IMS also has a standard protocol to support meditators when mental or psychological issues arise while on retreat, including the possibilities of a more relaxed form of practice, leaving the retreat, and a period of one-on-one support if needed.
“For most meditators, these progressive steps are more than enough,” Bradshaw said. “If necessary, we work with the meditator for appropriate follow-up psychotherapeutic care.”
One of Bradshaw’s hopes is to “strike a middle path between alarmism and nonchalance” when it comes to meditation difficulties. She added that problems often arise when meditators on retreat are not transparent about their mental health history, and when “well-meaning” therapists recommend a silent retreat without understanding all the challenges that arise in addition to the expected benefits of calm and relaxation.
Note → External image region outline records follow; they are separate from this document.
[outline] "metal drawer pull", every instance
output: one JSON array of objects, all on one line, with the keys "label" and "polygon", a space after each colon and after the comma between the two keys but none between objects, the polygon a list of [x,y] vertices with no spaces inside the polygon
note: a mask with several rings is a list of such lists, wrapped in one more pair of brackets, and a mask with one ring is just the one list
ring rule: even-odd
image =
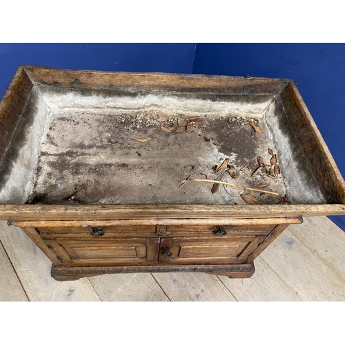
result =
[{"label": "metal drawer pull", "polygon": [[161,256],[163,257],[168,257],[172,255],[172,253],[169,250],[168,247],[163,247],[161,248]]},{"label": "metal drawer pull", "polygon": [[224,226],[219,225],[219,226],[217,226],[217,230],[213,231],[213,233],[216,236],[224,236],[224,235],[226,235],[226,231],[224,230]]},{"label": "metal drawer pull", "polygon": [[91,235],[94,237],[100,237],[103,236],[105,233],[105,231],[103,230],[103,228],[90,228],[91,229]]}]

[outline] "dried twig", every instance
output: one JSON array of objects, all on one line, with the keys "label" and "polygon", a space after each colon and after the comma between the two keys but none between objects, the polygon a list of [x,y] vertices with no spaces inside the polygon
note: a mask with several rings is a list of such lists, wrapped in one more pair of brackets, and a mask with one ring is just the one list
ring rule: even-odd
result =
[{"label": "dried twig", "polygon": [[[202,175],[206,175],[206,174],[204,174],[204,172],[198,172],[199,173],[201,173]],[[197,172],[195,172],[196,174]],[[194,175],[195,174],[193,174]],[[226,186],[231,186],[232,187],[235,187],[236,188],[240,188],[240,189],[246,189],[248,190],[253,190],[254,192],[259,192],[262,193],[266,193],[266,194],[273,194],[274,195],[279,195],[279,193],[276,193],[275,192],[268,192],[267,190],[262,190],[262,189],[256,189],[256,188],[251,188],[250,187],[244,187],[243,186],[238,186],[237,184],[230,184],[229,182],[223,182],[223,181],[216,181],[215,179],[190,179],[193,175],[190,176],[186,181],[182,181],[182,184],[179,188],[181,188],[182,186],[186,184],[188,181],[194,181],[195,182],[210,182],[213,184],[225,184]]]},{"label": "dried twig", "polygon": [[[189,175],[186,181],[182,181],[182,184],[179,186],[179,188],[180,188],[182,186],[184,186],[188,181],[190,180],[190,178],[192,178],[194,175],[196,175],[197,174],[203,175],[204,176],[206,177],[206,180],[208,179],[208,177],[207,176],[206,174],[205,174],[204,172],[201,172],[201,171],[197,171],[196,172],[194,172],[194,174]],[[204,179],[203,181],[206,180]]]}]

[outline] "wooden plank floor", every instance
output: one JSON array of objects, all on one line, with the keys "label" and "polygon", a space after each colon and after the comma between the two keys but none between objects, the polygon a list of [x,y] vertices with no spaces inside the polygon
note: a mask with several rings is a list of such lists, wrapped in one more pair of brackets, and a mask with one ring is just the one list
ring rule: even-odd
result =
[{"label": "wooden plank floor", "polygon": [[0,242],[0,301],[345,301],[345,233],[326,217],[290,225],[243,279],[171,273],[61,282],[20,228],[1,221]]}]

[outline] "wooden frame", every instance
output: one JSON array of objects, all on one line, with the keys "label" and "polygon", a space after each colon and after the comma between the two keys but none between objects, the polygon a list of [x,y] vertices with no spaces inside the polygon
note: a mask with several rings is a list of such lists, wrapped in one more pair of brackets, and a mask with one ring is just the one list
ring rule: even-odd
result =
[{"label": "wooden frame", "polygon": [[[345,215],[345,182],[332,157],[321,134],[304,103],[293,81],[267,78],[242,78],[226,76],[198,75],[175,75],[165,73],[107,72],[86,70],[70,70],[30,66],[19,66],[0,103],[0,159],[2,175],[8,168],[4,157],[11,140],[16,135],[16,124],[25,111],[30,92],[40,88],[52,88],[57,92],[68,90],[103,90],[108,94],[124,92],[130,95],[133,88],[140,92],[151,90],[207,95],[212,99],[221,97],[271,97],[272,104],[284,112],[284,121],[293,127],[295,140],[306,160],[319,162],[312,169],[315,181],[326,202],[319,204],[279,204],[267,205],[228,204],[1,204],[0,219],[8,221],[10,225],[20,226],[43,250],[54,264],[52,275],[58,279],[77,279],[99,274],[126,272],[207,272],[225,275],[231,277],[248,277],[254,273],[253,260],[290,224],[302,221],[303,217],[315,215]],[[0,184],[1,181],[0,181]],[[173,239],[182,241],[196,236],[188,231],[169,233],[167,227],[195,226],[204,229],[206,226],[239,226],[239,235],[248,233],[250,226],[262,225],[266,227],[265,235],[257,231],[253,239],[246,244],[245,250],[237,257],[237,264],[204,264],[199,265],[193,259],[186,265],[175,265],[173,260],[161,260],[161,248],[169,253]],[[85,239],[85,232],[78,233],[77,228],[115,226],[119,238],[133,238],[135,226],[155,226],[153,235],[136,234],[146,237],[148,248],[146,261],[150,264],[133,264],[130,267],[113,266],[97,266],[95,261],[86,262],[77,266],[76,260],[70,256],[63,246],[59,244],[59,231],[63,238],[76,241]],[[274,230],[272,230],[274,226]],[[132,227],[132,232],[121,232],[121,227]],[[243,228],[241,228],[242,226]],[[40,233],[47,228],[52,233],[50,239]],[[54,232],[54,228],[62,230]],[[70,228],[75,229],[70,230]],[[213,229],[213,228],[212,228]],[[65,229],[65,230],[63,230]],[[242,229],[242,230],[241,230]],[[214,230],[214,229],[213,229]],[[246,233],[247,231],[247,233]],[[213,233],[215,231],[213,230]],[[108,237],[110,235],[107,234]],[[115,236],[111,235],[111,236]],[[189,237],[188,237],[189,236]],[[207,241],[214,240],[213,232],[204,233],[200,238]],[[62,237],[61,237],[62,238]],[[108,238],[108,237],[107,237]],[[106,237],[104,237],[105,240]],[[97,239],[95,240],[97,241]],[[221,239],[219,239],[221,243]],[[177,241],[178,242],[178,241]],[[63,243],[63,241],[61,243]],[[96,243],[96,242],[95,242]],[[150,244],[151,244],[152,246]],[[171,253],[170,253],[172,255]],[[173,256],[173,255],[172,255]],[[157,262],[155,260],[157,258]],[[195,258],[194,258],[195,259]],[[165,262],[164,262],[165,261]],[[81,262],[82,260],[80,261]],[[94,265],[92,267],[90,263]],[[158,264],[157,264],[158,262]],[[207,262],[206,259],[205,262]],[[153,263],[153,264],[152,264]]]}]

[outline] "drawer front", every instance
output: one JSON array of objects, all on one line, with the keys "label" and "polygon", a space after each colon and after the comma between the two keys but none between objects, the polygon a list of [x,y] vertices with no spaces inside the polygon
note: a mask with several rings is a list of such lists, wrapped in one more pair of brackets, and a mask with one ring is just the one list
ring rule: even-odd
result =
[{"label": "drawer front", "polygon": [[[202,226],[168,226],[166,234],[171,235],[195,235],[201,236],[219,235],[219,230],[222,229],[221,236],[226,237],[233,235],[268,235],[275,228],[276,225],[202,225]],[[226,234],[224,233],[226,233]]]},{"label": "drawer front", "polygon": [[240,263],[266,237],[253,235],[219,239],[164,238],[161,240],[159,261],[169,264]]},{"label": "drawer front", "polygon": [[156,233],[155,226],[86,226],[86,227],[41,227],[38,228],[42,238],[109,238],[124,235],[126,237],[149,236]]}]

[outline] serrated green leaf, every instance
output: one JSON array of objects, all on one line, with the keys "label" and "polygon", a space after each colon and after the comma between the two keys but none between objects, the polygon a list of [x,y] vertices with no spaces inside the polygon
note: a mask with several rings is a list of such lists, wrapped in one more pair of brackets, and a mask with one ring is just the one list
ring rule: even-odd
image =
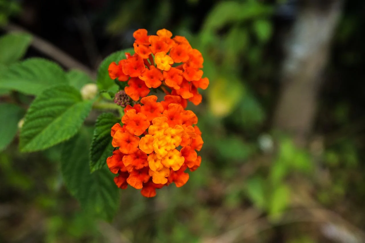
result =
[{"label": "serrated green leaf", "polygon": [[259,208],[265,207],[265,183],[262,178],[256,177],[247,182],[247,193],[249,197]]},{"label": "serrated green leaf", "polygon": [[20,136],[22,152],[42,150],[67,140],[80,129],[91,110],[92,100],[68,85],[46,90],[32,103]]},{"label": "serrated green leaf", "polygon": [[253,23],[254,30],[257,39],[260,41],[265,42],[271,37],[272,26],[271,23],[265,19],[259,19]]},{"label": "serrated green leaf", "polygon": [[24,110],[14,104],[0,104],[0,151],[12,141],[18,129],[18,122]]},{"label": "serrated green leaf", "polygon": [[24,56],[32,41],[32,36],[25,33],[14,33],[0,38],[0,63],[9,64]]},{"label": "serrated green leaf", "polygon": [[131,55],[134,53],[133,48],[129,48],[119,51],[112,53],[107,56],[101,62],[97,71],[97,78],[96,83],[99,90],[110,90],[111,89],[115,89],[118,86],[114,83],[114,80],[111,79],[108,72],[108,68],[110,64],[113,62],[118,63],[119,61],[126,59],[126,52],[129,52]]},{"label": "serrated green leaf", "polygon": [[288,206],[290,199],[290,189],[285,184],[276,187],[272,191],[269,208],[270,217],[276,219]]},{"label": "serrated green leaf", "polygon": [[85,72],[76,69],[70,71],[66,74],[66,76],[70,85],[74,87],[78,90],[81,90],[81,88],[87,84],[94,83],[90,76]]},{"label": "serrated green leaf", "polygon": [[0,88],[37,95],[50,87],[68,83],[66,75],[54,62],[31,58],[10,65],[0,73]]},{"label": "serrated green leaf", "polygon": [[119,204],[119,189],[114,175],[104,166],[91,174],[89,146],[91,136],[83,129],[65,143],[61,170],[65,184],[82,208],[101,218],[111,220]]},{"label": "serrated green leaf", "polygon": [[111,128],[120,119],[111,113],[101,114],[96,119],[94,136],[90,147],[90,171],[99,170],[105,165],[107,158],[112,154]]}]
“We live in a culture where mindfulness is being held up as a kind of panacea, without the understanding that it’s very powerful medicine and needs to be taken with care,” Bradshaw said. “It’s important for meditators to remember that backing away from intensive practice when things get too intense is not a failure. It means that the medicine is very strong for them and they need a lower dose.”
Considering a retreat?
Here are some steps to check before you check in
From Rebecca Bradshaw
Make an honest self-assessment as to whether you are ready and able at this time to take on the physical, emotional, and psychological stress of a silent retreat and the integration time afterward. It may be helpful to consult with a mental health professional, especially someone who has had experience with silent retreat themself. If you are suffering from severe depression, anxiety, or PTSD, it is probably not a good idea to join an intensive retreat. Try meditation classes instead, or a one-day or non-residential weekend retreat.
Choose a teacher who has training and experience working with trauma and mental health issues on retreat. Avoid teachers who choose a one-size-fits-all type of meditation instruction.
Be honest on any mental health questionnaires, and during a retreat share your experiences fully with your teacher, who needs this information to give you appropriate tailored guidance.
Listen to your gut. If it tells you that you need to leave the retreat, trust that.
Finally, you can treat a trusted meditation teacher’s advice as if it were medication advice: consider with your doctor whether the prescription is appropriate for you. Be aware of any possible side effects and report them immediately. Follow the doctor’s instructions, and if necessary adjust the dose so that it is correct.